Pan American Announces Final Court Approval of Plan of Arrangement and Timeline for Closing “Spin-Out” of Green Energy Property

Owners of Pan American Common Shares will receive one new Pan American Common Share and one-fifth of a Legacy Lithium Corp. Common Share for each Pan American Common Share held at the Effective Time of the Spin-Out, which is anticipated to be pre-market on April 21, 2023.


Calgary AB – Pan American Energy Corp.  (the “Company” or “Pan American”) (CSE: PNRG) (OTC PINK: PAANF) (FRA: SS6) is pleased to announce that it has obtained a final order from the Supreme Court of British Columbia dated April 14, 2023 to implement the Company’s previously announced plan of arrangement (the “Transaction”) to “spin-out” its wholly-owned subsidiary, Legacy Lithium Corp. (“Legacy”). Substantially all of the terms and conditions of the Transaction have been satisfied, including shareholder approval of the Transaction on April 11, 2023.

Pursuant to the Transaction, the owners of common shares of the Company at the Effective Time of the Transaction will receive: (i) one new common share of the Company for each common share of the Company held at such time; and (ii) one-fifth of a common share of Legacy for each common share of the Company held at such time. It is expected that the Transaction will become effective pre-market on April 21, 2023. Outstanding warrants of the Company will be adjusted in the manner set forth in the Company’s management information circular dated March 8, 2023 (the “Circular”). No adjustment will be made to outstanding stock options or restricted share units of the Company.
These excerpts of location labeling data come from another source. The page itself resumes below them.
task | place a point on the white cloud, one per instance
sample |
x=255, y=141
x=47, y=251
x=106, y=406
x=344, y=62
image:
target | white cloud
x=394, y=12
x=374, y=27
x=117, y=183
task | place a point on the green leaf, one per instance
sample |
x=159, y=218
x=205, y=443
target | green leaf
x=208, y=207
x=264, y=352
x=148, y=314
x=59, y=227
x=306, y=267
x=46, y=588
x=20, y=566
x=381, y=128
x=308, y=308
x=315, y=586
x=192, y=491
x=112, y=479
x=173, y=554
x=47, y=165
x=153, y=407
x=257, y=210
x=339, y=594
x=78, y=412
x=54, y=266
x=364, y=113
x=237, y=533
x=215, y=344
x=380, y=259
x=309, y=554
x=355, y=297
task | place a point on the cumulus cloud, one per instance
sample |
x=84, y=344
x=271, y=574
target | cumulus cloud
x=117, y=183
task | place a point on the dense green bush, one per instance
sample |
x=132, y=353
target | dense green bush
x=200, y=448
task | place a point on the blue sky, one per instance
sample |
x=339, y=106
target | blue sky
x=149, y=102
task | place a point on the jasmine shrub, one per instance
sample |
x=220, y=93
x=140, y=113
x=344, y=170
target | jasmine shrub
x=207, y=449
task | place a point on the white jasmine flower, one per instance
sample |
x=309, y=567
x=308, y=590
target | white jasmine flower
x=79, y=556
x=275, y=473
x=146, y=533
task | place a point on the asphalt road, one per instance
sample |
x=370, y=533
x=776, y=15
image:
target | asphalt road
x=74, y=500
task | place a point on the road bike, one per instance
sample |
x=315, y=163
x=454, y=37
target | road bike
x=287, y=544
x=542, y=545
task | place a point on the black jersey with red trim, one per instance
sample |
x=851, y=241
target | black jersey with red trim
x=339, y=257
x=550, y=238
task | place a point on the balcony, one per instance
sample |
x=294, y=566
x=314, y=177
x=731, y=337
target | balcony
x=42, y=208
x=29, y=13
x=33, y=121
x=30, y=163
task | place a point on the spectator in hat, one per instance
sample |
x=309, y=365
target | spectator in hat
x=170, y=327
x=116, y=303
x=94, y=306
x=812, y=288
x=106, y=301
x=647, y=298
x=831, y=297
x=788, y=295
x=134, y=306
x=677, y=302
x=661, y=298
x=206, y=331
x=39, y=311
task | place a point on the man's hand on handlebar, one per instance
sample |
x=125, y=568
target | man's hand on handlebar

The existing common shares of the Company are expected to be delisted from the Canadian Securities Exchange (“CSE”) effective at the close of trading on April 20, 2023. The new common shares of the Company being distributed pursuant to the Transaction are expected to commence trading on the CSE at market opening on April 21, 2023.

Immediately following completion of the Transaction, Legacy common shares will not be listed on a public stock exchange, but it will operate as a reporting issuer. For further details regarding the Transaction, please refer to the Circular, which is available under the Company’s profile on SEDAR at www.sedar.com.

About Pan American Energy Corp.

Pan American Energy Corp. (CSE: PNRG) (OTC PINK: PAANF) (FSE: SS6) is an exploration stage company engaged principally in the acquisition, exploration and development of mineral properties containing battery metals in North America.

The Company’s maiden asset is the 100% owned Green Energy Lithium Project, located in the Paradox Basin, Utah, USA. The Company has also entered a property option agreement with Horizon Lithium LLC with the right to acquire 100% interest in the Horizon Lithium Project, located within the Clayton Valley – Tonopah Lithium Belt, Nevada, USA.

The Company executed an option agreement in Canada with Magabra Resources with the right to acquire up to 90% interest in the drill-ready Big Mack Lithium Project, 80 km north of Kenora, Ontario.

On Behalf of the Board of Directors
Jason Latkowcer
CEO & Director

Contact
Phone: (587) 885-5970
Email: info@panam-energy.com

Forward-Looking Statements

Certain statements contained in this press release constitute forward-looking information. These statements relate to future events or future performance. The use of any of the words “could”, “intend”, “expect”, “believe”, “will”, “projected”, “estimated” and similar expressions and statements relating to matters that are not historical facts are intended to identify forward-looking information and are based on the Company’s current beliefs or assumptions as to the outcome and timing of such future events. In particular, this press release contains forward-looking information relating to, among other things, the Transaction, including with respect to the timing for the closing of the Transaction.

Various assumptions or factors are typically applied in drawing conclusions or making the forecasts or projections set out in forward-looking information, including, in respect of the forward-looking information included in this press release, that no significant event will occur outside of our normal course of business and operations (other than as expressly set out herein); and that the Company and Legacy will be able to close the Transaction on the timeline expected.

Although forward-looking information is based on the reasonable assumptions of the Company’s management, there can be no assurance that any forward-looking information will prove to be accurate. Forward looking information involves known and unknown risks, uncertainties and other factors which may cause the actual results, performance or achievements to be materially different from any future results, performance or achievements expressed or implied by the forward-looking information. Such factors include, the risk that the Company and Legacy may not be able to close the Arrangement on the timeline currently anticipated, or at all; changes in laws, regulations and government practices; that a material adverse change may occur to the business of Pan American or Legacy; and such other risks as are identified in the Circular and in the Company’s public disclosure documents filed on SEDAR at www.sedar.com. The forward-looking information contained in this release is made as of the date hereof, and the Company not obligated to update or revise any forward-looking information, whether as a result of new information, future events or otherwise, except as required by applicable securities laws. Because of the risks, uncertainties and assumptions contained herein, investors should not place undue reliance on forward-looking information. The foregoing statements expressly qualify any forward-looking information contained herein.

The CSE has neither approved nor disapproved the information contained herein.